Mike Rogers Says NSA Told Congress About Spying On Foreign Leaders; Cuts Off Rep. Who Say That's Not True
from the incredible dept
Of course, given that Rogers' counterpart in the Senate, Dianne Feinstein, claims that she wasn't informed, this seems a bit strange. But it got even stranger when various other committee members, including Rep. Jan Schakowsky and Rep. Adam Schiff made it clear that they had no idea this was going, despite being on the committee.

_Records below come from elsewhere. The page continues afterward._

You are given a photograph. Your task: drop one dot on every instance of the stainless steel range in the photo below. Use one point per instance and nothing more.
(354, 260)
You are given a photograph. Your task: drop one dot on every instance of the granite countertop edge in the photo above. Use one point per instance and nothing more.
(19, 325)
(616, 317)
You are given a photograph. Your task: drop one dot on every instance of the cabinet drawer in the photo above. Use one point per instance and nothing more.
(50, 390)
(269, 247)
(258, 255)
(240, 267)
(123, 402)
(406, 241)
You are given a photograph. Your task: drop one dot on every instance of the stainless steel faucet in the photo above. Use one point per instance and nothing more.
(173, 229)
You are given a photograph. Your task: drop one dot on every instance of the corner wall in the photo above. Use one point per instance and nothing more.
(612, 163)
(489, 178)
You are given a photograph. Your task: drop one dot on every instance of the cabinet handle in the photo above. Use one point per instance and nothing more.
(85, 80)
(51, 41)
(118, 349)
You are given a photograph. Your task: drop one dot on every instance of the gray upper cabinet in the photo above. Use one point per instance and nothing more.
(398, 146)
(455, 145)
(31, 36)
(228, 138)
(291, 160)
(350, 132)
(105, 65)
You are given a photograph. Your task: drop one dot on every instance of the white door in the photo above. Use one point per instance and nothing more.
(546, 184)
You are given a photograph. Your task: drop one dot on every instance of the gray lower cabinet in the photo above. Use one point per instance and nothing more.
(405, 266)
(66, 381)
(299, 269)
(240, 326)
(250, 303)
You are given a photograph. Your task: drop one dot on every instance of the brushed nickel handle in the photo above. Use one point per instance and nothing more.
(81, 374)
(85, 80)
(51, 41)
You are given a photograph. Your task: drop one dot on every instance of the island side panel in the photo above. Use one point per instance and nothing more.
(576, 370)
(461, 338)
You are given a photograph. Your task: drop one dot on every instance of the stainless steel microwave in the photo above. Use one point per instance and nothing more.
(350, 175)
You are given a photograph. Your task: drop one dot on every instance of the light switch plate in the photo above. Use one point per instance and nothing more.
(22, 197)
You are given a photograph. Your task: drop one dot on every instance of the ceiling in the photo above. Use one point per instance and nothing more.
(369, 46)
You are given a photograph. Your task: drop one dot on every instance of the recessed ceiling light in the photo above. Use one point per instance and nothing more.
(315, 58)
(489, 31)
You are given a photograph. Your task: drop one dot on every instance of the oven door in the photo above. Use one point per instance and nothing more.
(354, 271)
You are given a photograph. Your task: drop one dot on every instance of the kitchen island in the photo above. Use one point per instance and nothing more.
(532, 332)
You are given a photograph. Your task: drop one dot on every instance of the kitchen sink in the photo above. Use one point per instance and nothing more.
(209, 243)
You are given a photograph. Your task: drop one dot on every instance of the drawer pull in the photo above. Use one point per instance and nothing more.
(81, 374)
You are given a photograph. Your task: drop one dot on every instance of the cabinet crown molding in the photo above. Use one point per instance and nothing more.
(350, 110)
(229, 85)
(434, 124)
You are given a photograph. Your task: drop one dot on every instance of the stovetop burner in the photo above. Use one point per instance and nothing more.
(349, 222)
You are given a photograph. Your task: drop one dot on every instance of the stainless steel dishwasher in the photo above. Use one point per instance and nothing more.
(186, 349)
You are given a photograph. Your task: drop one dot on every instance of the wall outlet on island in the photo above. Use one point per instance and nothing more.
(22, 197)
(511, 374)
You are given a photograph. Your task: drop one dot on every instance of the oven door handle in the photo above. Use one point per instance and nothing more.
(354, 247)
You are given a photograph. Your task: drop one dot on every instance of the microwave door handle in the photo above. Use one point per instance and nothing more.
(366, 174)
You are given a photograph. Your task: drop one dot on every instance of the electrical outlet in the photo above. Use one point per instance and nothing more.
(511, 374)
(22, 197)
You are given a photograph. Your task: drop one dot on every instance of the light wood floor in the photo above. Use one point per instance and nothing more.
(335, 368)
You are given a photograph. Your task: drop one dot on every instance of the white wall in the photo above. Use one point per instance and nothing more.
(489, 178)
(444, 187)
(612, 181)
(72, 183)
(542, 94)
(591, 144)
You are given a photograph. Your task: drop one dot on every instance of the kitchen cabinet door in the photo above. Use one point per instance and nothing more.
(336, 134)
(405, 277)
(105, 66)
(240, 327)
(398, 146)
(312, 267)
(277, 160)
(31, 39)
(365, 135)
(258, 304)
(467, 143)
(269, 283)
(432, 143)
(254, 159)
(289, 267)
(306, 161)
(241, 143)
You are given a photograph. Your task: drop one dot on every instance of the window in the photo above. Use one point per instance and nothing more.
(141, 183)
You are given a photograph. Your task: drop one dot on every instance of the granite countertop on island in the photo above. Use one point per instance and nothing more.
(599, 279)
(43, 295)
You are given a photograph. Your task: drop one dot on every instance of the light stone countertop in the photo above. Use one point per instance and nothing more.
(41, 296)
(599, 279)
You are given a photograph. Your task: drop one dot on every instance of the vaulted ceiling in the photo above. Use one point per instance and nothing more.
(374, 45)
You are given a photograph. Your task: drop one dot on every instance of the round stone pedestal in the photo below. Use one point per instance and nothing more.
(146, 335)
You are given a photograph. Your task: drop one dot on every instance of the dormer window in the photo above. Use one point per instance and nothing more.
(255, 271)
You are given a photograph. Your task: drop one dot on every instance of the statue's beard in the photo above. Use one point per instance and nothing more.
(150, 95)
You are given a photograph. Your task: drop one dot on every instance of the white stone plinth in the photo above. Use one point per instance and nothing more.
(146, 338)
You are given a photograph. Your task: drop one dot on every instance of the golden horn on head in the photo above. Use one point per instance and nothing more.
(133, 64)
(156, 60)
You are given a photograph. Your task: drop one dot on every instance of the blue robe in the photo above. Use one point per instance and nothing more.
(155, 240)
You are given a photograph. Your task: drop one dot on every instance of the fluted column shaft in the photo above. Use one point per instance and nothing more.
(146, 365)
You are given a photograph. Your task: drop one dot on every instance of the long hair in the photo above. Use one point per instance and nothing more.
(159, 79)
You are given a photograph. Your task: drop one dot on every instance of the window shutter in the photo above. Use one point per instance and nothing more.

That resulted in an incredible exchange, in which Rogers attacked others on the Committee, suggesting that they should just shut up if they're going to say they weren't informed -- hinting that some Committee members "do more work than others." Schiff, quite reasonably, appeared to take offense to this, and challenged Rogers, asking for more details as to when and how the Committee was told about spying on foreign leaders. Rogers without actually answering the question kept "warning" other members not to say something about this. Schiff broke in again (with Rogers trying to stop him from talking) to ask if the Committee was directly informed about this or if it was just a giant data dump of information that he would have had to go through carefully to find out who they were spying on. Rogers again refused to answer the question, and again hinted that those who put in the "effort" would have known about this -- and then flat out cut off Schiff and handed the floor to Rep. Michele Bachmann, who went back to tossing softballs (sample question: "Do you think Snowden is a traitor?").
In the end, Rogers weak attempt to continue to defend the NSA here made it pretty clear, once again, that the claims that he has not adequately informed others in Congress of what's going on are quite accurate.